Spending only a few minutes on wordpress.org was a very scary wakeup call for me about how far behind we are.

What immediately struck me was that everything there is about using WordPress, not developing it. When I search for modules, themes etc the information presented is about stable releases, how to install them and so on. The closest you get to coding is a link, in the sidebar, to the developer log. That's it, nothing that can create confusion for new users!

The site also checks what languages I have configured my browser for and kindly tells me that:

WordPress is also available in Svenska and Español.

On the forum page it tells me that they also have dedicated Spanish forums.

I was extremely impressed about how well structured the site is and that they have realised that new users come to learn how to use it, not develop for it.

Drupal 7 is a fantastic upgrade and so much more intuitive and user friendly. But if we cant back it up with an equally good user experience on d.o, then we will gain only a small fraction of the potential number of new users possible.

Try d.o as a new user with no knowledge

As an exercise I suggest everyone try to get a WYSIWYG editor working on a fresh Drupal 7, including enabling it for the article content type and make the first post. Use the built in "Install new module or theme" feature in Drupal 7.

Here is the catch - Pretend as if you know nothing about coding and you don't want to learn. You also have Drupal amnesia. Push all your Drupal knowledge aside as if you never learnt it. Then open drupal.org and look at the information and imagine what a new user would do in the same situation.

Don't cheat, force yourself to really think as a novice!

I did this yesterday and it wasn't funny at all when I realised how bad state it actually is in.

The Drupal slogan is:

Come for the software, stay for the community

Even our slogan says that it is the software new users comes for and that the community is something they will learn to love and stay for.

But how many are giving up long before they find that love?

Unless you have good experience, preferable as a web developer, d.o is going to fail in providing you with what you need. It will only "confirm" that Drupal is difficult to get started with.

I think it is time to realise that we have a lot to improve...

From one extreme to another

To summarise this I can say that comparing d.o and w.o is like comparing one extreme with another:

  • Wordpress.org - 100% focus on using WordPress.
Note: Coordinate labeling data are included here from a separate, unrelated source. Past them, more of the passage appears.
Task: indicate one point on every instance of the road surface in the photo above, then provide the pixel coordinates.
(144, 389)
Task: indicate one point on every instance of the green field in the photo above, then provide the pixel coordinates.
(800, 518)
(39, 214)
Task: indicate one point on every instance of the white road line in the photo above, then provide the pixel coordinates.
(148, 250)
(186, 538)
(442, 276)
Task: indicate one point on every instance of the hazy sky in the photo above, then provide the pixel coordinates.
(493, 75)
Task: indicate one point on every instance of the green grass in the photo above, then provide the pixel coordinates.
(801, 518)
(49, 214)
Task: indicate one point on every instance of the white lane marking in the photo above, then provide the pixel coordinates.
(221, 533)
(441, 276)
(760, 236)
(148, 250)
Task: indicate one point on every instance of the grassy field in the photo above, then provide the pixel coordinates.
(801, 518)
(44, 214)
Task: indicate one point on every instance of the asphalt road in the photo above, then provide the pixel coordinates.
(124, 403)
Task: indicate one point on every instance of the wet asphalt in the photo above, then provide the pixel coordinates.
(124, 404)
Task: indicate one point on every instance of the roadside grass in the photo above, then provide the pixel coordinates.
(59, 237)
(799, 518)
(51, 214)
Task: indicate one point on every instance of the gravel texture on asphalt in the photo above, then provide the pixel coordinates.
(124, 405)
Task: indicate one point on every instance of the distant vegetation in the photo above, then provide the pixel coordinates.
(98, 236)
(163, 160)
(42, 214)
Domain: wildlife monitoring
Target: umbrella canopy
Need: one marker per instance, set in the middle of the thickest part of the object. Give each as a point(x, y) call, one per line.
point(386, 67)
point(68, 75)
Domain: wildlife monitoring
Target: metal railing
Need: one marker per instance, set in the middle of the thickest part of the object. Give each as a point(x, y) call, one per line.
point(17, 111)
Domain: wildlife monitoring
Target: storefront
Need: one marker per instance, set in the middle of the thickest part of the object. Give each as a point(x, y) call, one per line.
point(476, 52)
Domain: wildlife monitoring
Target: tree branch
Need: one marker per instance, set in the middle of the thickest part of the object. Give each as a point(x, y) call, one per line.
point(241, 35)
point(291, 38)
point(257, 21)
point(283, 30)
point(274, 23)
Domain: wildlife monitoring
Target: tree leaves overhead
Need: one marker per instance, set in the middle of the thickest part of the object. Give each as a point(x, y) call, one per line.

Every hint about what it is built in is carefully removed to not confuse or scare away new users.
  • Drupal.org - >90% focus on coding. As a new user, even with some skills, it is extremely difficult to find information. Everything seems mashed together and it is more or less assumed that you already know what your looking for.

The problem is that both compete on the same market, and Drupal is losing badly!

In my option, w.o has gone too far. They have made it very difficult to find any kind if developer information and code examples. They have even hidden login/account creation from most pages. I completely understand their reasons behind this and why it is successful.

I don't want the same on d.o, but we need to understand that we need to better separate the available information based on user needs. New users want to learn how to build their sites. Later on many of them will discover all other wonderful aspects of the community.

A simple thing such as the everything listed on http://drupal.org/download must be officially released versions would be a great start.

Our strength is the fantastic developer community and the infrastructure it has created. It is a great foundation to build on.

Ask yourself - As a new user wanting to build a site, what you would have selected after spending 30-60 minutes each on w.o and d.o?

I am sure that this text would not have been written if all wanted was a site building tool a few years ago!

Can we do something about this? Of course we can!